Recension rédigée par Josette Rivallain


            L’histoire coloniale allemande à la veille de 1914, et tout particulièrement l’idéologie, l’imaginaire mythique qui en sont inséparables, reste peu connue en France. Catherine  Repussard en dresse une présentation précise en deux parties, documentée grâceà une abondante bibliographie et à la presse de l’époque, après analyse de 250 articles de la revue Kolonie und Heimat, les classant par rubriques thématiques. L’ouvrage s’achève par un index très utile des noms propres. Elle ne mentionne pas les documents cinématographiques de l’époque, ni les dossiers des archives des pays concernés par la colonisation allemande.

            Au fil des chapitres se précise une idéologie liée au mythe du progrès indéfini, à la nostalgie des origines, sans que la conquête de territoires nouveaux n’apparaisse prioritaire. L’opinion des commerçants, des entrepreneurs travaillant avec et en Afrique semble peu compter. On réalise qu’à l’époque se constituait peu à peu l’idée d’une implantation coloniale portant les germes d’une Allemagne repensée et réinventée outre-mer, car l’Allemagne était alors perçue par les coloniaux comme sclérosée.

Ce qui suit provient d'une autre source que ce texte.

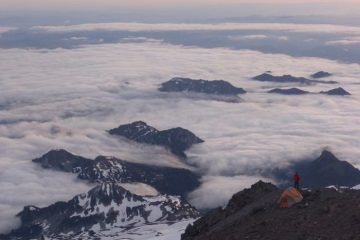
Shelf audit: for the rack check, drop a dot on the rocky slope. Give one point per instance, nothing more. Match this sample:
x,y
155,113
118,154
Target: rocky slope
x,y
177,140
326,170
336,91
218,87
266,77
321,74
173,181
107,206
254,214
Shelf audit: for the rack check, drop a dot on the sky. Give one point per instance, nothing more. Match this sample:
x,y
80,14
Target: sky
x,y
186,8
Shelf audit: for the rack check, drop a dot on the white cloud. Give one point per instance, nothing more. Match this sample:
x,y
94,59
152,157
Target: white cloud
x,y
216,191
147,27
345,41
256,37
6,29
67,98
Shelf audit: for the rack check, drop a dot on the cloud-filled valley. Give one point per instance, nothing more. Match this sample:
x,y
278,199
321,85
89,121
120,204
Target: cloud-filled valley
x,y
68,98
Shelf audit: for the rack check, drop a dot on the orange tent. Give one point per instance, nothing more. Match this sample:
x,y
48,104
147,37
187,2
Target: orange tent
x,y
289,197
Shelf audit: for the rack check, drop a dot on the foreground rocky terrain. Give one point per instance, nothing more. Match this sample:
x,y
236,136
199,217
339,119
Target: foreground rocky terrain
x,y
254,214
326,170
218,87
266,77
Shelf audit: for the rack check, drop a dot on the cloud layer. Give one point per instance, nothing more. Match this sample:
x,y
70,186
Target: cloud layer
x,y
141,27
67,98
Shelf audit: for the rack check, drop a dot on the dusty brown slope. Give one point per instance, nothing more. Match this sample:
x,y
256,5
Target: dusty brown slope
x,y
324,214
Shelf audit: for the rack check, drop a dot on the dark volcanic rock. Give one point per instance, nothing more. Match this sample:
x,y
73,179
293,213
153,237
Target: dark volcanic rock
x,y
218,87
174,181
177,140
337,91
328,170
290,91
265,77
321,74
254,214
324,171
103,207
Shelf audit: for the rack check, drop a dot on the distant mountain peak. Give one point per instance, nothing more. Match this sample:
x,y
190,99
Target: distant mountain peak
x,y
266,77
169,180
321,74
217,87
177,140
336,91
326,155
289,91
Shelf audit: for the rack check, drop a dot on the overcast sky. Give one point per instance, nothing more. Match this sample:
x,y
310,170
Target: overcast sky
x,y
203,7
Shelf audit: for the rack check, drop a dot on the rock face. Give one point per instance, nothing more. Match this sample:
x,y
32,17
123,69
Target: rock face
x,y
218,87
177,140
254,214
328,170
321,74
103,207
266,77
173,181
290,91
336,91
324,171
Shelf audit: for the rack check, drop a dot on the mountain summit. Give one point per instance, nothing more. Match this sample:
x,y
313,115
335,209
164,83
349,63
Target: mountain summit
x,y
107,207
177,140
166,180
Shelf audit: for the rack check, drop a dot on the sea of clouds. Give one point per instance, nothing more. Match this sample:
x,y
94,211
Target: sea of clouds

            Dans ce contexte, à travers les opinions de plusieurs penseurs de l’époque, tel Max Weber, l’auteur explicite mythes et utopies d’alors. Afin de continuer à paraître une grande puissance, l’entrée de l’Allemagne sur la scène impérialiste s’inscrit dans la suite logique de l’unification du pays. Le rêve de l’Empire colonial permettait aux Allemands d’imaginer une autre Allemagne.

La colonisation représente l’aventure, des possibilités de réalisations scientifiques et techniques, au service du développement indispensable de la métropole. Les colonies ne paraissent pas perçues comme des terres de mission, mais comme des terres d’émigration vers lesquelles les jeunes filles sont encouragées à partir, notamment par le biais d’associations présidées par les femmes de l’aristocratie et de la bourgeoisie montante.

            Ainsi, l’homme et le sacré entrent dans un rapport relevant de la religiosité, l’idéologie coloniale permettant à l’homme de renouer avec la « nostalgie des origines », de la transformer en support mythique des temps à venir. « L’idéologie coloniale va du passé à l’avenir comme un flux et un reflux… Pour y parvenir, il faut «  re sacraliser» entièrement la vie et placer les actes les plus anodins du quotidien au niveau du sacré... Les colons qui s’installent dans un territoire nouveau ne font que réitérer les actes de leurs ancêtres et parviennent en cela à devenir l’égal des dieux » (p. 229).